The best romances come naturally. Set dinner dates will never compare to finding that thing you don’t have to schedule to share and enjoy an intimate moment. That thing that binds you together effortlessly. Some of us find that while sharing a pizza and buffalo wings over Law and Order SVU. For Caracas Chronicles contributors Anabella Abadi and Carlos García-Soto, nerding out and writing is their thing.
“El Control de precios en Venezuela (1939-2015): De la Segunda Guerra Mundial a la Guerra Económica,” is their first book together. I say first because I’m sure (and hope) there’s so much more where that came from.
The book covers all you need to know about price controls, including their history, regulation within the Venezuelan legal system and, of course, their economic consequences. Some graphs ought to be included in high school history books, or simply tattooed (literally speaking) onto the foreheads of Venezuelan eighth graders so they can read them everyday while washing their teeth, and understand why they are not using toothpaste but a menjurje granny made instead:
The first years of price controls in Venezuela clearly revealed a pattern that would repeat itself once and again throughout history: all controls applied isolated will not keep inflation at bay, since prices will rise whenever bank bill issuing is higher to the increase of goods and services offered.
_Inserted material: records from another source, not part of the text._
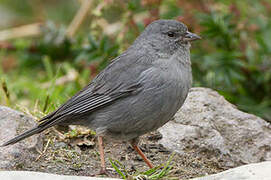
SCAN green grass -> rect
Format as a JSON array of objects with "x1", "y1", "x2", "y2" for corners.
[{"x1": 109, "y1": 152, "x2": 178, "y2": 180}]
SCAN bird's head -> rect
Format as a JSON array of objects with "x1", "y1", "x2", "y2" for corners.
[{"x1": 137, "y1": 20, "x2": 200, "y2": 54}]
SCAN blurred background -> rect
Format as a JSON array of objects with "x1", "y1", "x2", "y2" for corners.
[{"x1": 0, "y1": 0, "x2": 271, "y2": 121}]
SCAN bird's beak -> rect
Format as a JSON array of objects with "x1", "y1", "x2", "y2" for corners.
[{"x1": 183, "y1": 31, "x2": 201, "y2": 41}]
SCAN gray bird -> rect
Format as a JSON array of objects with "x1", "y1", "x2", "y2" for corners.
[{"x1": 1, "y1": 20, "x2": 200, "y2": 173}]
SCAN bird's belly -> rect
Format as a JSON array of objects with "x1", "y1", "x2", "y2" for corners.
[{"x1": 90, "y1": 73, "x2": 190, "y2": 140}]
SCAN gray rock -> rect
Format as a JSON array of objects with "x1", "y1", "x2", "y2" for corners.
[
  {"x1": 193, "y1": 161, "x2": 271, "y2": 180},
  {"x1": 0, "y1": 106, "x2": 42, "y2": 170},
  {"x1": 159, "y1": 88, "x2": 271, "y2": 169},
  {"x1": 0, "y1": 171, "x2": 118, "y2": 180}
]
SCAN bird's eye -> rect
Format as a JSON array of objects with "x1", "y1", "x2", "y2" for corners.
[{"x1": 167, "y1": 31, "x2": 175, "y2": 37}]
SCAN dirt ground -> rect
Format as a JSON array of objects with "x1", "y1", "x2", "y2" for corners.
[{"x1": 16, "y1": 128, "x2": 223, "y2": 179}]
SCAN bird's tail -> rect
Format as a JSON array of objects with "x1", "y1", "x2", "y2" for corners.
[
  {"x1": 0, "y1": 116, "x2": 56, "y2": 147},
  {"x1": 0, "y1": 126, "x2": 47, "y2": 147}
]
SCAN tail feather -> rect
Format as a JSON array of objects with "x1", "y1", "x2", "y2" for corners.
[{"x1": 0, "y1": 116, "x2": 58, "y2": 147}]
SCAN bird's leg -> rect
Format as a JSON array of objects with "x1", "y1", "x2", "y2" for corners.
[
  {"x1": 131, "y1": 139, "x2": 153, "y2": 168},
  {"x1": 98, "y1": 136, "x2": 106, "y2": 174}
]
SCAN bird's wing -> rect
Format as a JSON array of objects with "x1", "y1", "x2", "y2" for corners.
[{"x1": 40, "y1": 49, "x2": 153, "y2": 126}]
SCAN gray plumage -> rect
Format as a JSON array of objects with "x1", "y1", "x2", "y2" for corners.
[{"x1": 2, "y1": 20, "x2": 199, "y2": 146}]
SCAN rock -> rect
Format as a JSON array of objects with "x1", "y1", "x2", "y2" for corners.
[
  {"x1": 193, "y1": 161, "x2": 271, "y2": 180},
  {"x1": 159, "y1": 88, "x2": 271, "y2": 169},
  {"x1": 0, "y1": 171, "x2": 121, "y2": 180},
  {"x1": 0, "y1": 106, "x2": 42, "y2": 169}
]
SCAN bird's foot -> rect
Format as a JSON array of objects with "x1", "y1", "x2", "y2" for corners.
[{"x1": 91, "y1": 168, "x2": 110, "y2": 177}]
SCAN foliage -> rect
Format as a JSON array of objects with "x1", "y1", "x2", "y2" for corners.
[{"x1": 0, "y1": 0, "x2": 271, "y2": 120}]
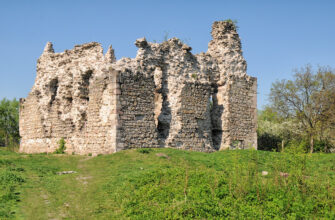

They start with Eleazar López Contreras in 1939, and with the framing of the first legal instrument to regulate a system of price controls in 1941, under Medina Angarita. It’s an interesting yet disturbing trip through (almost) 80 years of price controls which end, well, at the very End of Times, with 21st Century Socialism.
Anabella and Carlos’s work spares no detail, and the book is packed with joyful little nuggets of terror such as this paper clipping from Panorama in 1973:
As you can see, the madness started early on.
El control de precios en Venezuela is an important and useful document for lawyers, economists, and historians alike. It’s the kind of work we need from our academics in times such as these. It’s a reflection upon the mistakes we’ve been making (and consistently repeating) in the last eight decades as well as a guide to what’s wrong with current economic policy.
A guide to what not to do.
You can find the book at CEDICE (Edif. de la Cámara de Comercio), and soon at your local bookstore. Si los controles lo permiten.
On a lighter note: If writing is a passion that Anabella and Carlos share, it was the price control what actually brought them together. Last week was the second anniversary of the first time Carlos, a Lawyer, wrote Anabella to ask her economic insight on the subject. A question turned into a book. A book turned into a life together. One of many funny ways in which la Patria brings people together.
Unlike most Venezuelans, Carlos got more than what he bargained for.